AWS Account stores identities in AWS IAM service that is part of that specific AWS Account.
Azure Subscription does not store identities within a specific subscription. Identities are stored centrally in the Azure Active Directory that can be used as the trusted source of identities by multiple Azure Subscriptions (see below).
All cloud resources (VMs, storage, databases) are deployed within specific Azure Subscriptions and AWS Accounts.
Resource quotas (e.g., total number of VM cores) and billing are managed at the level of Azure Subscription or AWS Account.
Azure Subscriptions provide an additional level of resource organization (similar to a “folder”) within a subscription called Azure Resource Groups.
AWS creates a separate (i.e., siloed) Identity and Access Management (IAM) store for each AWS Account.
Azure AD centrally stores the identities such as users, groups, and service principals. The same Azure AD is used by multiple Azure Subscriptions avoiding identity duplication and silos.
Azure Subscriptions contain Azure RBAC role assignments which connect the identities to a set of permissions (i.e., Azure role definition) at a specific hierarchical scope (i.e., management group, subscription, resource group, or resource).
Provides central identity management that is external to a specific AWS Account or Azure Subscription.
AWS IAM Identity Center is deployed by an AWS Account owner into the master account within AWS Organizations. Internally, it uses AWS IAM capabilities to centralize and automate the process of creating AWS IAM Roles in each of the member accounts in the organization.

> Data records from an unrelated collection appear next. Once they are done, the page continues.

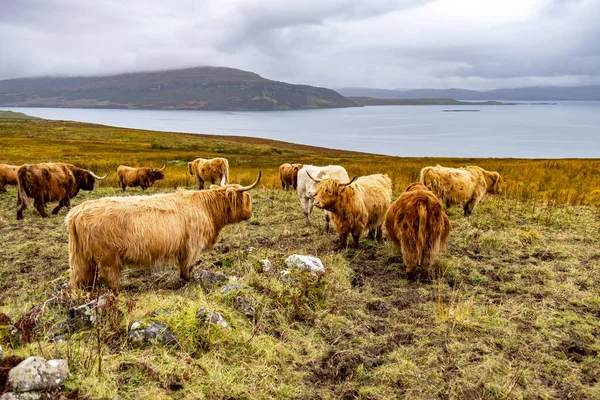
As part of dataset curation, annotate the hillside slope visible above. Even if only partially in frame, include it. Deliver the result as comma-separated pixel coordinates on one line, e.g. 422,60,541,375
0,67,356,110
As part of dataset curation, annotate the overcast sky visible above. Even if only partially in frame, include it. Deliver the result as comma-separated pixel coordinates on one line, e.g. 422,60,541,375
0,0,600,89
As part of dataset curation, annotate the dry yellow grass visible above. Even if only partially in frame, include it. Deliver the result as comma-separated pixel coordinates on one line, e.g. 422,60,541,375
0,120,600,206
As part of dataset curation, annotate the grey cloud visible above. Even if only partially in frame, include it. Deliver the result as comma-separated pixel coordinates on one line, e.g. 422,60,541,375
0,0,600,89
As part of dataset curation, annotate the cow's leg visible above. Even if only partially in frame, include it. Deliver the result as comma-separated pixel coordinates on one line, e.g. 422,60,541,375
300,197,313,226
33,196,47,218
98,254,123,293
178,254,193,282
375,225,383,242
464,198,479,217
17,192,27,220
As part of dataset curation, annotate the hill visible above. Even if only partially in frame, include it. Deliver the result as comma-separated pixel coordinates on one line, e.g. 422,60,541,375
337,85,600,101
0,67,356,110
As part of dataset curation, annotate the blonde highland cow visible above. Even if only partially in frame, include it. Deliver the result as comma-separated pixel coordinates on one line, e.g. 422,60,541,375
65,173,261,292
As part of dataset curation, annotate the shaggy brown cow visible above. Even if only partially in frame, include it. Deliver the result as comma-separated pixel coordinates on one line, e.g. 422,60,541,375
65,173,261,292
308,173,392,247
0,164,19,192
188,157,229,189
17,163,108,219
117,165,166,191
385,182,451,277
420,165,503,216
279,164,304,190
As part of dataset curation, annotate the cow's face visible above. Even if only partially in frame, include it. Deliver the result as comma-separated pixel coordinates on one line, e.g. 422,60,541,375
152,169,165,183
486,171,504,194
315,178,343,210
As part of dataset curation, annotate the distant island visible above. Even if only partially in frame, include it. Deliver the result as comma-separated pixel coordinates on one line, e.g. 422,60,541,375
336,85,600,104
0,67,358,110
348,97,511,106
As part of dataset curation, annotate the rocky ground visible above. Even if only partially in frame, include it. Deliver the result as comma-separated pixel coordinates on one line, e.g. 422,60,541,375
0,188,600,399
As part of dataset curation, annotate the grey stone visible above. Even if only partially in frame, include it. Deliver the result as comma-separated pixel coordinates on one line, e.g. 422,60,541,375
258,259,273,272
8,357,69,392
67,294,108,331
8,325,25,346
285,254,325,274
192,269,229,291
129,321,177,347
196,307,229,328
0,392,45,400
233,294,256,319
221,283,252,295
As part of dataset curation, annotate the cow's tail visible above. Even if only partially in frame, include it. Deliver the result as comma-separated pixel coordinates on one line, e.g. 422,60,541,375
65,207,96,288
17,168,29,209
417,202,428,265
221,159,229,186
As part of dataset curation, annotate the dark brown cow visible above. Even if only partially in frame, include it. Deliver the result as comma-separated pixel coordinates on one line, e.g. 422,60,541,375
117,165,166,191
385,182,452,277
0,164,19,192
17,163,108,219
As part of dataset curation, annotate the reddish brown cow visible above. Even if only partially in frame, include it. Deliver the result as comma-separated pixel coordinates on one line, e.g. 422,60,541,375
279,164,304,190
117,165,166,191
17,163,108,219
0,164,19,192
385,182,452,277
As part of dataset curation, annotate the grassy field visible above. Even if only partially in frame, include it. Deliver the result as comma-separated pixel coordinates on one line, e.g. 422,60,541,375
0,115,600,399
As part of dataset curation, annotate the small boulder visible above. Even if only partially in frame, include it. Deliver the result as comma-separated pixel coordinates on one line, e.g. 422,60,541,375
221,284,252,296
233,294,256,319
285,254,325,274
196,307,229,328
67,294,108,331
8,357,69,392
129,321,177,347
192,269,229,291
258,259,273,273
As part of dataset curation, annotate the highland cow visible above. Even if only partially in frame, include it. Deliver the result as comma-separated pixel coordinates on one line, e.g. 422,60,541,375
296,165,350,232
188,157,229,189
117,165,166,191
279,164,303,190
420,165,503,216
0,164,19,192
385,182,451,277
308,173,392,247
17,163,108,220
65,173,261,292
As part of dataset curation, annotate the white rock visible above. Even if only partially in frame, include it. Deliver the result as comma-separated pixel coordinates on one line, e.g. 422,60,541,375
285,254,325,274
258,259,273,272
8,357,69,392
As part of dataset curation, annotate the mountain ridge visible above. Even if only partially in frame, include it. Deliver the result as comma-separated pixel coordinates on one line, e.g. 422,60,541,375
0,67,357,110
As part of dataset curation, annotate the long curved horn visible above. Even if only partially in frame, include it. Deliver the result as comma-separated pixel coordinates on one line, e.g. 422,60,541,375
340,175,358,186
90,171,110,180
237,171,262,192
306,171,323,183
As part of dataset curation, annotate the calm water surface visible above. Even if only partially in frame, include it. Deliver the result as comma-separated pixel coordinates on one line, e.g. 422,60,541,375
8,102,600,158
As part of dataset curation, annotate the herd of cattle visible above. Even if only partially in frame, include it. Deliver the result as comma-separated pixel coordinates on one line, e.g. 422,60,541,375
0,158,503,292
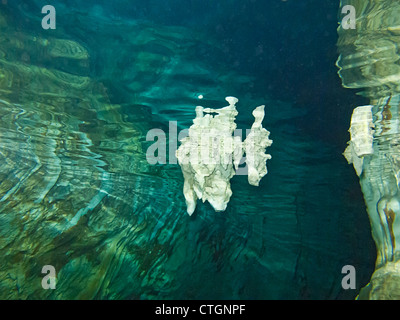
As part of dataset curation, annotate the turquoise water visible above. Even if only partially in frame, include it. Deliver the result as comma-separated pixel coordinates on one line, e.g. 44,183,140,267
0,0,376,299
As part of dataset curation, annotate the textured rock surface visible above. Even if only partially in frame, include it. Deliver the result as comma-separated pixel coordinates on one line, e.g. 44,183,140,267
344,106,374,176
337,0,400,299
176,97,272,215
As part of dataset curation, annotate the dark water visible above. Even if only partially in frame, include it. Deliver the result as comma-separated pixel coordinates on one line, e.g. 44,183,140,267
0,0,376,299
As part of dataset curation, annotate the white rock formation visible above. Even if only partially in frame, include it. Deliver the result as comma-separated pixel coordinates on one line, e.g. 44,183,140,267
343,106,374,176
243,106,272,186
176,97,272,215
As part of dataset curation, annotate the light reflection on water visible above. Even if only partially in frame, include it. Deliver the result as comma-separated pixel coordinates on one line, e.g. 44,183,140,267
0,0,376,299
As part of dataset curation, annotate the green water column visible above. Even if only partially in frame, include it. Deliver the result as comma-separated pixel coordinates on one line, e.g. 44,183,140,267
337,0,400,299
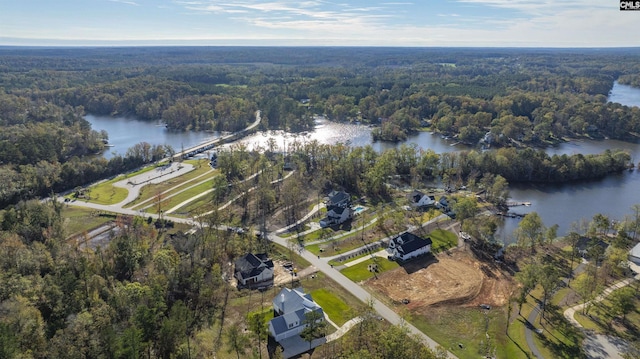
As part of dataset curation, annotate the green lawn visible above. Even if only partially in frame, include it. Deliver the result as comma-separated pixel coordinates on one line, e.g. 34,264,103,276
311,288,352,326
85,177,129,205
125,166,215,208
77,163,166,205
62,206,113,237
575,283,640,339
341,257,400,282
146,179,213,213
409,307,527,359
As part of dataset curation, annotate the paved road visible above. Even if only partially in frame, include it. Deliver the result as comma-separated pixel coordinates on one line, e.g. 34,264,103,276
564,262,640,328
268,234,456,358
524,261,586,359
174,110,262,160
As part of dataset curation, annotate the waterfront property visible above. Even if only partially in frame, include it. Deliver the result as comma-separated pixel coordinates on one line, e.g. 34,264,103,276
320,207,353,228
387,232,433,261
235,253,273,287
629,243,640,265
320,191,353,228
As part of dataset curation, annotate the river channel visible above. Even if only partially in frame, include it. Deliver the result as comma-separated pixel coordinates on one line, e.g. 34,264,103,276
86,82,640,243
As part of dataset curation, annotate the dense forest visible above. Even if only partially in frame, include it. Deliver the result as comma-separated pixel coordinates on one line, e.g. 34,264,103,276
0,47,640,358
0,47,640,206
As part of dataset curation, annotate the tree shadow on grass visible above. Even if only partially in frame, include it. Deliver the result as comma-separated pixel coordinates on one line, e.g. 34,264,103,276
538,304,584,358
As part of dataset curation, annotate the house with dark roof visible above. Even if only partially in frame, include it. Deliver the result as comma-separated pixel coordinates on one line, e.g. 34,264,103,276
629,243,640,266
234,253,273,287
387,232,433,261
269,288,324,343
326,191,351,209
320,207,353,228
409,191,436,207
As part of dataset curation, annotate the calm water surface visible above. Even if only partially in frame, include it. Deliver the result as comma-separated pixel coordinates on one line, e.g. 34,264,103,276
85,115,219,159
86,82,640,243
498,82,640,243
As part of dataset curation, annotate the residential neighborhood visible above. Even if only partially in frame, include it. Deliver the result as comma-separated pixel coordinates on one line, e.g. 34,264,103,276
387,232,433,261
234,253,273,287
269,287,325,358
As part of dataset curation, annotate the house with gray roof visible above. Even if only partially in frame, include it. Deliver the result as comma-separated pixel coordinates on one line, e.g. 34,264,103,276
629,243,640,266
269,288,324,342
387,232,433,261
234,253,273,287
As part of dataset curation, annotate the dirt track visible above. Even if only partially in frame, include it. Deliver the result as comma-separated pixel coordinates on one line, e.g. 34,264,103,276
367,250,513,309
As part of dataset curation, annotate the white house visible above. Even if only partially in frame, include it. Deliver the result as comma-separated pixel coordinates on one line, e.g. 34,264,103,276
269,288,324,342
629,243,640,266
409,191,436,207
320,207,353,228
234,253,273,286
387,232,433,261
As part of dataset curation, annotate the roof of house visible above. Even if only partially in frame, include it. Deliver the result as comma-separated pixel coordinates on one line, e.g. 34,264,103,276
270,304,324,335
409,191,424,203
235,253,273,278
393,232,433,254
629,243,640,258
329,191,351,204
270,287,324,334
327,207,347,217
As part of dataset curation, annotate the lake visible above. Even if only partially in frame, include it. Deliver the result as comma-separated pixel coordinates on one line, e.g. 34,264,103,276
85,115,219,159
498,81,640,243
86,82,640,243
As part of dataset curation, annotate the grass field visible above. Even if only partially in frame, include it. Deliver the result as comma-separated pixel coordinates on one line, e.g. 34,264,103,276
62,206,113,237
311,288,352,326
146,179,213,213
416,307,527,359
125,162,215,209
76,163,166,205
574,283,640,339
341,258,400,282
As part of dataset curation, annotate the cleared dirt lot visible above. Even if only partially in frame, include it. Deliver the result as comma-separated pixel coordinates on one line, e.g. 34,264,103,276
366,249,513,310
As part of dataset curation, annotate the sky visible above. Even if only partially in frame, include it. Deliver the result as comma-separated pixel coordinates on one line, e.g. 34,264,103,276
0,0,640,47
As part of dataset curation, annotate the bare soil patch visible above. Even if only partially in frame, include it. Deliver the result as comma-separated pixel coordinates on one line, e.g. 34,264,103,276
367,249,513,310
273,260,318,286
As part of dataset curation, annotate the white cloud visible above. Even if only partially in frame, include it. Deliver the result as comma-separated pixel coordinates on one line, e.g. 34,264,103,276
109,0,140,6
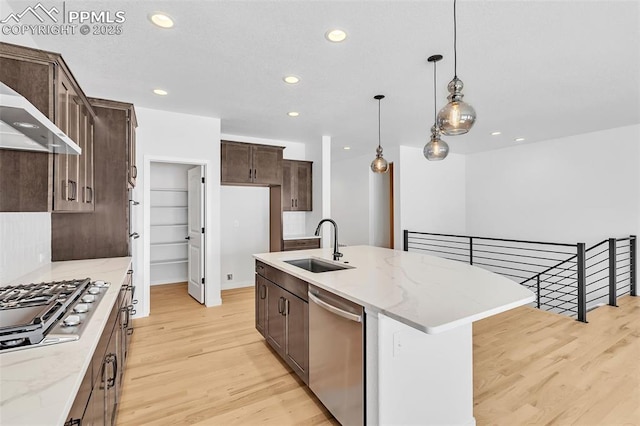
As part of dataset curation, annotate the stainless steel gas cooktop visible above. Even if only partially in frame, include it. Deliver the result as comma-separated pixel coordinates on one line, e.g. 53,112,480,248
0,278,109,353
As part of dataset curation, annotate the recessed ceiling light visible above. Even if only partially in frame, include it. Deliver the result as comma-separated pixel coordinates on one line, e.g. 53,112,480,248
324,29,347,43
283,75,300,84
149,12,174,28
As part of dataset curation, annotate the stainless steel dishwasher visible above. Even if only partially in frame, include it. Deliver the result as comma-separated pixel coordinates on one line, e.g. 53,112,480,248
309,285,365,426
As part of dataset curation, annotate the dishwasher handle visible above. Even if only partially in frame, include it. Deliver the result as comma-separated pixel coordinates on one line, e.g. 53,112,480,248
307,291,362,322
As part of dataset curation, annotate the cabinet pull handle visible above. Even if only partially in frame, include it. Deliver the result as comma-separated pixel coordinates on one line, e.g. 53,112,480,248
67,179,78,201
107,353,118,389
260,285,267,299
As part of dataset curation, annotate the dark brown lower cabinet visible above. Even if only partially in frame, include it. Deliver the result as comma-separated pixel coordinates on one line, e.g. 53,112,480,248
256,264,309,384
256,275,269,337
65,273,134,426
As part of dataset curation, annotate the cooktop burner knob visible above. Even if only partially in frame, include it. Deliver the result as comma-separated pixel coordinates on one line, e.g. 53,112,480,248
63,315,80,326
73,303,89,314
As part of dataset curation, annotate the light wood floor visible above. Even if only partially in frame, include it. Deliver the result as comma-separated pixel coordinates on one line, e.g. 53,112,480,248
117,284,640,426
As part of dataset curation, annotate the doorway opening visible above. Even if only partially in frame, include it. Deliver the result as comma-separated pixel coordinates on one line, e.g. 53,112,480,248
370,163,394,249
148,161,206,304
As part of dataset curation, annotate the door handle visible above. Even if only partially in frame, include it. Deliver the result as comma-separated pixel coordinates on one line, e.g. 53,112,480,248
307,291,362,322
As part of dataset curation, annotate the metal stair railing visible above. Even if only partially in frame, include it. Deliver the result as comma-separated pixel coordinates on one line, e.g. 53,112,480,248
403,230,637,322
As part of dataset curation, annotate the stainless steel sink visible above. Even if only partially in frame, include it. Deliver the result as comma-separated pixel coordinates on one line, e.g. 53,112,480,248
284,257,353,273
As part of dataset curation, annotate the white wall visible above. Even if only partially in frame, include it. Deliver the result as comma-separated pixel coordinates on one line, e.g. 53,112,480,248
133,107,221,316
464,125,640,244
330,155,372,246
0,212,51,285
394,146,469,246
220,186,269,289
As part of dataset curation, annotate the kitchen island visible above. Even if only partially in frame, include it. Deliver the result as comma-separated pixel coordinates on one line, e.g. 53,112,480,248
0,257,131,425
255,246,534,425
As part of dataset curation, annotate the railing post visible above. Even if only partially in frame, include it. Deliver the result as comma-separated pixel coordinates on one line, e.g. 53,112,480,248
609,238,618,306
629,235,638,296
576,243,587,322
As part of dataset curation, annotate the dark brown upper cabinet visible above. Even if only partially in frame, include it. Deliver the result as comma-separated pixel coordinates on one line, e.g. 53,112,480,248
0,42,95,212
282,160,313,212
51,98,135,261
220,141,284,186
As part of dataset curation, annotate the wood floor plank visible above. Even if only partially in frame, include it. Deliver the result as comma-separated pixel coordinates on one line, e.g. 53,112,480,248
117,284,640,426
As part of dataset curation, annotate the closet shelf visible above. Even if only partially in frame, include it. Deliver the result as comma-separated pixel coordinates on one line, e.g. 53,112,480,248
150,241,189,247
151,188,188,192
150,259,188,265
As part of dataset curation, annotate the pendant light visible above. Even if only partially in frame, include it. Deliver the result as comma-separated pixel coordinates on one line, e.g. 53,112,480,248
438,0,476,136
371,95,389,173
422,55,449,161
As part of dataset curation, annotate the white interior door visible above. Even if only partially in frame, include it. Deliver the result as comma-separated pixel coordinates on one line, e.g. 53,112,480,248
187,166,205,303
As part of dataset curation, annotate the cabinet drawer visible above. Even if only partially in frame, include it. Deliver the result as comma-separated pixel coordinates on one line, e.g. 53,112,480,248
283,238,320,251
256,260,309,301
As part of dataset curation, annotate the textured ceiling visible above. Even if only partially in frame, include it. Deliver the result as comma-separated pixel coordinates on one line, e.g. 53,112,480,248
0,0,640,157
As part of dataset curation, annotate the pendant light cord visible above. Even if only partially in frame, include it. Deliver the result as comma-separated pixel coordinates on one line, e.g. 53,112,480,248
378,99,380,148
453,0,458,78
433,61,438,121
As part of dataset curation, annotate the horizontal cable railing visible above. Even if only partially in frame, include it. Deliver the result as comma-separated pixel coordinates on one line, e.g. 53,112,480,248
404,230,637,322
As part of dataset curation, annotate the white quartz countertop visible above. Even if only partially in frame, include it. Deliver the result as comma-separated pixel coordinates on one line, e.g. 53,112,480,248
254,246,535,334
0,257,131,426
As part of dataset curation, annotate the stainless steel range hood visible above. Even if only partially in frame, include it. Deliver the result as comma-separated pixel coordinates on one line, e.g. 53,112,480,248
0,82,82,155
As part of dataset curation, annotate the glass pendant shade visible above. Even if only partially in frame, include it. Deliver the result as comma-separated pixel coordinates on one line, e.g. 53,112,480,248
371,147,389,173
437,77,476,136
422,127,449,161
371,95,389,173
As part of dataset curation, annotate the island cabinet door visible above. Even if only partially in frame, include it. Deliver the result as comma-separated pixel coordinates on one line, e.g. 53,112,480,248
285,294,309,384
256,274,268,337
266,281,287,356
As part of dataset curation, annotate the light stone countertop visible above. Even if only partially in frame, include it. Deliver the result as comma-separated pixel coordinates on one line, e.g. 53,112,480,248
282,235,322,241
254,246,535,334
0,257,131,426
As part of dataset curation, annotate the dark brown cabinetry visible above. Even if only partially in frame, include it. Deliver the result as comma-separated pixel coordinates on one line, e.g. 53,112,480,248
282,160,313,211
51,98,136,261
256,261,309,383
53,69,95,212
0,43,94,212
220,141,284,186
65,271,134,426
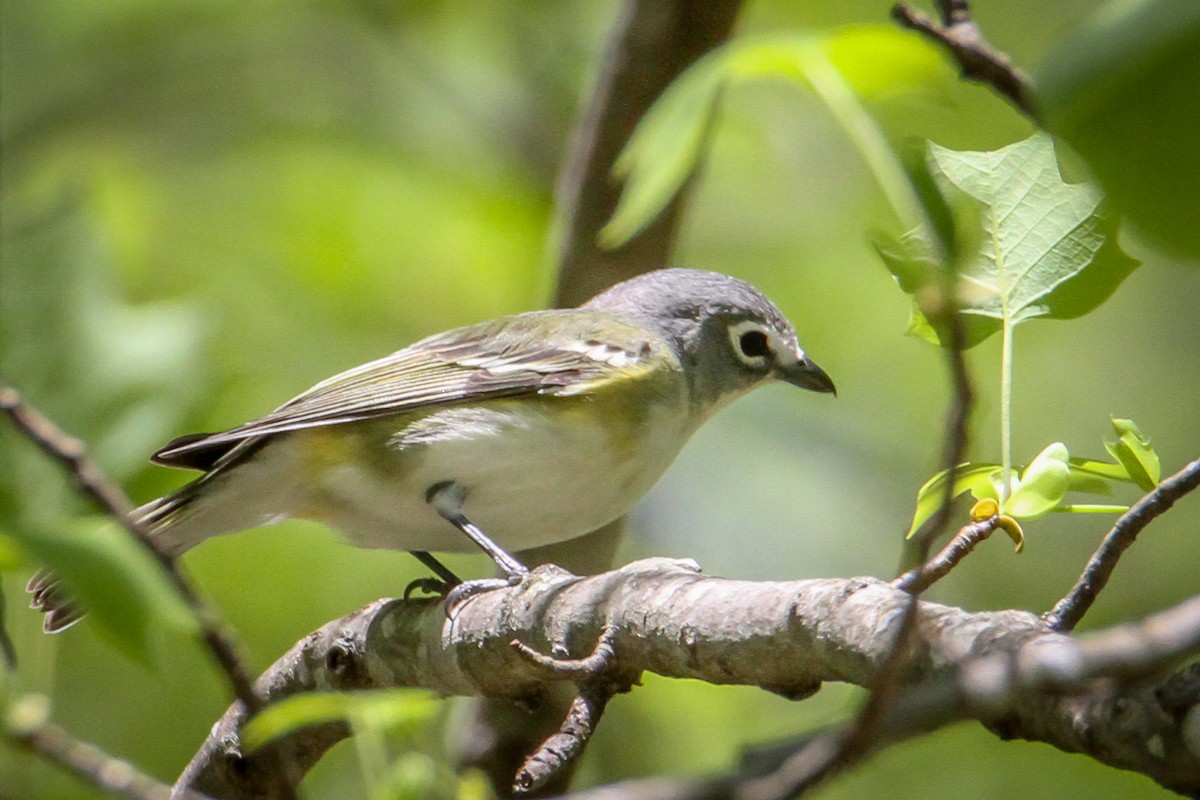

Azure AD is not a resource that is deployed within an Azure Subscription. It is a global service that is used as the source of identities by Azure Subscriptions and lives above the subscriptions in the hierarchy of concepts.
AWS IAM Role icon is a “hat” since it represents the fact that the IAM Role can be temporarily assumed — like putting on a different hat.
AWS IAM Role is a type of “identity” that can be temporarily “assumed” by users or can be permanently assigned to “services”.
AWS IAM Role is used extensively in AWS for service-to-service access without storing secrets (Service Role), cross-account access (Delegated Role), and federation like SAML, OIDC, and AWS IAM Identity Center (Federated Role).
AWS IAM Service Role is analogous to Azure Managed Identity which can be assigned to VMs and other Azure resources to avoid explicitly creating and storing Service Principal secrets.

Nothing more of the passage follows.